Berjuang Untuk Bertahan Hidup Setelah Menjadi Idola

“Masa magang itu keras dan bisa berlangsung bertahun-tahun. Mereka saling berhadapan, saling bersaing untuk bisa debut. Tapi peluncurannya belum selesai. Bahkan ketika mereka menjadi penyanyi, mereka masih harus bersaing, persaingan lebih ketat lagi, “komentar The Korea Times.

Menurut statistik, rata-rata 100 grup debut di Korea setiap tahun, kurang dari 5% dari mereka yang dapat bertahan.

Untuk membuat grup K-pop, perusahaan perlu menginvestasikan rata-rata $1,8 juta. Untuk grup dari perusahaan kecil, tekanan untuk “break even” sangat berat.

Contoh yang baik adalah comeback EXID di tahun 2015 dengan lagu “Up&Down”. Para anggota menyebutnya sebagai keajaiban karena lagu ini membantu grup tersebut keluar dari ambang pembubaran dan menerima gaji pertama mereka setelah 4 tahun debut.

Namun, keajaiban jarang terjadi. Ratusan grup K-pop yang kurang populer telah hidup dengan kondisi kehidupan yang buruk, perlakuan yang buruk, dan risiko pembubaran yang konstan.

“Gym, studio, kamar tidur – itulah lingkaran hidup saya,” Ho Ryeong (Orang Hebat) pernah berbagi.

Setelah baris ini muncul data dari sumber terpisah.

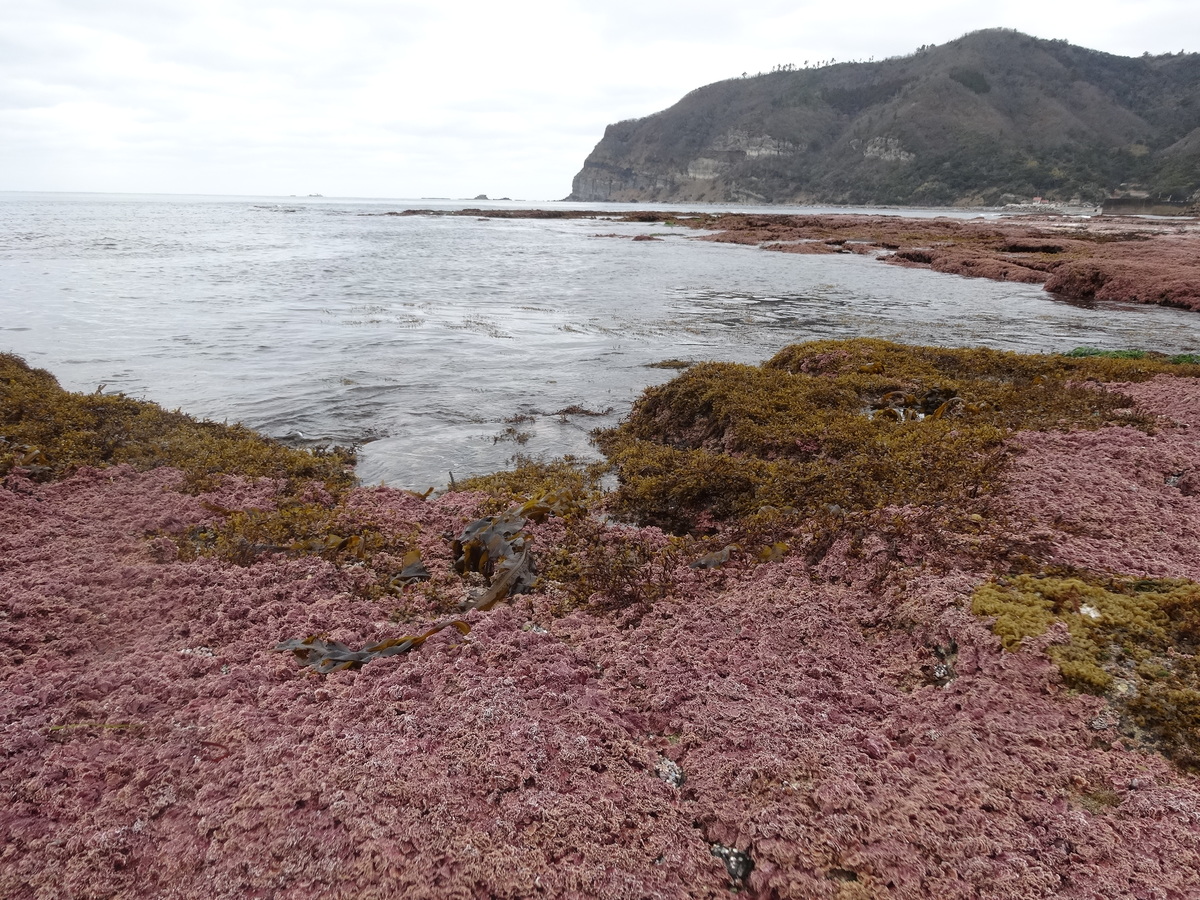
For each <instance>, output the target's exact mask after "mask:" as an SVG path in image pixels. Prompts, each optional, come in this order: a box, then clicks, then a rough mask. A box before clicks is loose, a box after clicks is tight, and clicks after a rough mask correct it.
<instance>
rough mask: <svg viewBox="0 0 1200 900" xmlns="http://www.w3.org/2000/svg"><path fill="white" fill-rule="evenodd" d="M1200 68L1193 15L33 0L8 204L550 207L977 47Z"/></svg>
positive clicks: (1059, 6) (868, 8)
mask: <svg viewBox="0 0 1200 900" xmlns="http://www.w3.org/2000/svg"><path fill="white" fill-rule="evenodd" d="M990 26H1006V28H1016V29H1019V30H1022V31H1027V32H1030V34H1036V35H1038V36H1040V37H1063V38H1066V40H1068V41H1070V42H1072V43H1078V44H1084V46H1087V47H1093V48H1097V49H1103V50H1108V52H1112V53H1120V54H1124V55H1139V54H1140V53H1142V52H1144V50H1148V52H1152V53H1162V52H1174V50H1178V49H1182V48H1186V49H1189V50H1195V49H1200V40H1196V38H1198V37H1200V10H1196V8H1195V5H1194V2H1190V0H1189V2H1180V1H1176V0H1141V1H1140V2H1138V4H1133V2H1117V1H1112V0H1110V1H1109V2H1094V4H1092V5H1091V6H1090V7H1088V10H1087V14H1086V16H1080V7H1079V6H1078V4H1069V5H1068V4H1052V2H1044V1H1043V2H1039V4H1034V2H1031V1H1030V0H1012V1H1009V2H1003V1H1001V2H996V4H991V5H988V6H986V7H980V6H979V5H974V4H972V5H967V4H962V2H948V1H938V2H922V4H918V5H900V4H882V2H871V1H869V0H864V2H860V4H857V5H854V6H853V7H845V6H839V5H835V4H828V2H821V4H818V2H812V1H811V0H805V1H804V2H800V4H797V2H794V1H792V2H787V1H785V0H779V1H775V0H758V1H757V2H749V4H743V5H739V6H731V5H730V4H727V2H724V0H722V2H714V1H712V0H694V1H692V2H683V0H659V1H658V2H648V1H647V0H607V1H606V2H604V4H600V2H584V1H583V0H575V1H574V2H571V1H565V0H560V1H558V2H550V1H547V0H515V1H512V2H508V4H496V2H481V1H480V0H460V2H457V4H454V5H448V4H433V2H427V1H425V0H409V1H408V2H400V1H397V0H343V1H342V2H336V4H335V2H313V1H307V0H275V2H272V4H269V5H250V4H245V2H241V1H239V2H234V1H233V0H38V2H31V4H5V5H4V7H2V11H0V190H92V191H167V192H176V191H178V192H204V193H308V192H316V191H319V192H322V193H325V194H329V196H334V194H352V196H404V197H416V196H454V197H464V196H466V197H469V196H473V194H475V193H479V192H481V191H484V192H487V193H490V194H493V196H498V194H508V196H512V197H526V198H529V199H553V198H557V197H562V196H564V194H566V193H568V191H569V190H570V180H571V176H572V175H574V173H575V172H576V170H577V169H578V168H580V166H581V163H582V161H583V157H584V156H586V155H587V154H588V152H589V151H590V149H592V146H593V145H594V144H595V142H596V140H599V139H600V137H601V134H602V133H604V127H605V125H607V124H610V122H613V121H618V120H622V119H629V118H635V116H641V115H648V114H649V113H653V112H656V110H659V109H662V108H665V107H667V106H670V104H671V103H673V102H674V101H676V100H678V98H679V97H680V96H682V95H683V94H686V92H688V91H689V90H691V89H694V88H697V86H700V85H702V84H708V83H710V82H715V80H720V79H722V78H730V77H734V76H738V74H740V73H742V72H743V71H746V72H757V71H769V70H770V68H772V67H773V66H774V65H776V64H780V62H794V64H803V62H804V60H812V61H815V60H818V59H822V60H827V59H838V60H851V59H862V60H865V59H870V58H875V59H882V58H886V56H890V55H899V54H905V53H908V52H911V50H913V49H916V47H918V46H919V44H923V43H943V42H946V41H949V40H953V38H955V37H958V36H960V35H962V34H966V32H967V31H972V30H976V29H979V28H990Z"/></svg>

Baca Juga:  Dalam Kehidupan Nyata, Jin BTS Sangat Mengidolakan Orang Ini Bahkan Berinisiatif Untuk Bertemu

Tidak ada kencan, tidak ada penggunaan telepon, tidak ada remunerasi dan banyak peraturan lain yang dikenakan pada idola setelah debut.

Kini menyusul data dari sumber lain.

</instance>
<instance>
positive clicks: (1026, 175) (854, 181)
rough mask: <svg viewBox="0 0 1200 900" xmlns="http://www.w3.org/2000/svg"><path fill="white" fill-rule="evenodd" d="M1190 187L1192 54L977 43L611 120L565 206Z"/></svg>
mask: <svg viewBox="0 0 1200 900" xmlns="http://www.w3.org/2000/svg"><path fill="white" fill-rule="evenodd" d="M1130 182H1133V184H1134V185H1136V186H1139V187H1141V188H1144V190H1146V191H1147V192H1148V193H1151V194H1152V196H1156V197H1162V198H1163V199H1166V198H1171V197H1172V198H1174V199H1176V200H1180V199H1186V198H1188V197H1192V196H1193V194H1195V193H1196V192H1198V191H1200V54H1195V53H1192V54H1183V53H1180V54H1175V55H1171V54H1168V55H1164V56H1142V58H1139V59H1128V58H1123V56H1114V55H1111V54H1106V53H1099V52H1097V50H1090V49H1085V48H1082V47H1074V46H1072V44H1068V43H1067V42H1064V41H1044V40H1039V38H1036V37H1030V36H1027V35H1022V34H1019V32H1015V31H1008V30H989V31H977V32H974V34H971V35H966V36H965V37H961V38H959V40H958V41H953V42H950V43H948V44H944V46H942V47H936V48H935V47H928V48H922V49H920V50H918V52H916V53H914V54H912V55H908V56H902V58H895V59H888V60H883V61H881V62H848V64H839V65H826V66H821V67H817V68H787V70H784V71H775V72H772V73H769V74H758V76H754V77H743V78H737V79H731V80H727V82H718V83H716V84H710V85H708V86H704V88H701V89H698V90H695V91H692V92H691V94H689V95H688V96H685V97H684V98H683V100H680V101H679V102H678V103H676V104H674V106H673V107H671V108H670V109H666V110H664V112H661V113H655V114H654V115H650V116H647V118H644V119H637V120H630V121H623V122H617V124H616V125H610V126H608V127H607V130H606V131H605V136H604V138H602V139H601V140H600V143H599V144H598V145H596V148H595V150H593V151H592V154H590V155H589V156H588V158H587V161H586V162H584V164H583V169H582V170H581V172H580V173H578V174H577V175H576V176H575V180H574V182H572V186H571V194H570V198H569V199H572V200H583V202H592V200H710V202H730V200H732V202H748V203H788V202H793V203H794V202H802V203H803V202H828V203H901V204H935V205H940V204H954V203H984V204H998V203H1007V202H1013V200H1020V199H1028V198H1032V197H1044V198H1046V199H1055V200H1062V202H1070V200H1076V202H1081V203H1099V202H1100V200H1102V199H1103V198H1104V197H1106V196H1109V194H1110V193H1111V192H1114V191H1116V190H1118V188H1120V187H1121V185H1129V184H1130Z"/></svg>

Mantan grup idola Crayon Pop – Way – pernah mengatakan bahwa dia harus diam-diam makan di kamar mandi karena takut ketahuan oleh manajernya, mengenakan karung pasir 4kg untuk berlatih menari.

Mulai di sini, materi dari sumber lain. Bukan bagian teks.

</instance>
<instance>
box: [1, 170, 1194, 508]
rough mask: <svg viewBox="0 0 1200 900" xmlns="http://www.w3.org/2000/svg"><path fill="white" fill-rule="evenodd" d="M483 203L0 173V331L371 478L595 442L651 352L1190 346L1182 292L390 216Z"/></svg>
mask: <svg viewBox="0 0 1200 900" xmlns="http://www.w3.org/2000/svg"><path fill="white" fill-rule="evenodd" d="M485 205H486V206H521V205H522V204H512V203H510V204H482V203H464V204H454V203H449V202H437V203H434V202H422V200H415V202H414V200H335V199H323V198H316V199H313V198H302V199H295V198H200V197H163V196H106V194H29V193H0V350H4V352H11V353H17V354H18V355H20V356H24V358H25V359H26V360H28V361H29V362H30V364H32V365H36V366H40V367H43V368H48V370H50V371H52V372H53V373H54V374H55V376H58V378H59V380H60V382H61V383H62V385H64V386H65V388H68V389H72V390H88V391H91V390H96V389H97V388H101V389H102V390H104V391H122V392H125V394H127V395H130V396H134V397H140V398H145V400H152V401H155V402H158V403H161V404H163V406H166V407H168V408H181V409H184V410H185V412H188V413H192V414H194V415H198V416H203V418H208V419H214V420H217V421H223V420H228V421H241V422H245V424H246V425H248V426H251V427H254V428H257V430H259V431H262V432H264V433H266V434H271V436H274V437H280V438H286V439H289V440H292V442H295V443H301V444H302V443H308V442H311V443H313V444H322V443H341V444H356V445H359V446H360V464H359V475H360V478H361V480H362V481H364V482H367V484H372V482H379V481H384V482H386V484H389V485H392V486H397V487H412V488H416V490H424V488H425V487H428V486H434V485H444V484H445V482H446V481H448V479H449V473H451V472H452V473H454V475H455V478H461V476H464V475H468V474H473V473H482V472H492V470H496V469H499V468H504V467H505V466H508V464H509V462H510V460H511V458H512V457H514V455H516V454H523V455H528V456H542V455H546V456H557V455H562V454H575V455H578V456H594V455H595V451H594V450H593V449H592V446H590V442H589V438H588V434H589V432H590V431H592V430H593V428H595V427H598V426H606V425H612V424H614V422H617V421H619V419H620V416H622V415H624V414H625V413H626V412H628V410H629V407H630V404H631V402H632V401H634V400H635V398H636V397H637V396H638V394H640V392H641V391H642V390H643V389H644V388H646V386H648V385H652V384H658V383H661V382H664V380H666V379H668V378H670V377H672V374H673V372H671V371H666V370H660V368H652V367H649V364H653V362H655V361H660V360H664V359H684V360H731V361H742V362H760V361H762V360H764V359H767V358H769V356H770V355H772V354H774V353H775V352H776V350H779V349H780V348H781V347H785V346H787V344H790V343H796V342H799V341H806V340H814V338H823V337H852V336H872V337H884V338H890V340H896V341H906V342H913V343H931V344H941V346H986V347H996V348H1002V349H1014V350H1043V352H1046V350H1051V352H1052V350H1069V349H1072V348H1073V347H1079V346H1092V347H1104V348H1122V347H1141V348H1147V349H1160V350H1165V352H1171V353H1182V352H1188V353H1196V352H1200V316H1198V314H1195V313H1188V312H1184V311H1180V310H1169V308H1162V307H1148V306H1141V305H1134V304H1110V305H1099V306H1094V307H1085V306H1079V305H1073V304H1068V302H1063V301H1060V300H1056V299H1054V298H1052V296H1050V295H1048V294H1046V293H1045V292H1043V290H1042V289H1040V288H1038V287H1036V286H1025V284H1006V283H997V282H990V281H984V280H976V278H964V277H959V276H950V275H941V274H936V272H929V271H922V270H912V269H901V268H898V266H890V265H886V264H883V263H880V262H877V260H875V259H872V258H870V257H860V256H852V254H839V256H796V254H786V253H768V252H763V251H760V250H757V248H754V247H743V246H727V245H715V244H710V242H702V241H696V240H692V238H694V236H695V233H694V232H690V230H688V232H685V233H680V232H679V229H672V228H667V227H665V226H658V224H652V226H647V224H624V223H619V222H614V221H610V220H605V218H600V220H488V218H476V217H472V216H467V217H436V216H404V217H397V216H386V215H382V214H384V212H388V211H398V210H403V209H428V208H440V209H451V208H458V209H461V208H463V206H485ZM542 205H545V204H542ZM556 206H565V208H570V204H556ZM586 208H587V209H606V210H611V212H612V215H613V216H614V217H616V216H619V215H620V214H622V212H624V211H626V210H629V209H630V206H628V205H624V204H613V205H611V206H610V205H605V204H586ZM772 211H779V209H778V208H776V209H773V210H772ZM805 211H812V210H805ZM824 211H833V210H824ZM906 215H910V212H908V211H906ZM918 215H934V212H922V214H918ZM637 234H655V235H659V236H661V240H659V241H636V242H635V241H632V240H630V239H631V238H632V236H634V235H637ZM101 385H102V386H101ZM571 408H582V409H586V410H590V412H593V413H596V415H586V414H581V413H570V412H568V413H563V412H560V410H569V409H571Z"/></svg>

Selain itu, para idola juga berada di bawah tekanan untuk menjaga berat badan mereka.

Menurut International Business Times, Momo (TWICE) mengatakan bahwa dia dipaksa untuk kehilangan 7kg oleh perusahaan dalam seminggu untuk mengikuti jadwal.

Idola wanita itu hampir berolahraga sepanjang hari tetapi hanya memuat 1 es batu. Momo mengakui bahwa dia selalu menangis ketika dia pergi tidur karena dia takut tidak akan bangun besok.

“Perusahaan hiburan memanfaatkan harapan dan impian orang untuk mempromosikan perdagangan. Sementara itu, idola secara tidak sengaja menjadi ‘alat uang’ dan dianiaya secara fisik dan mental,” komentar orang dalam.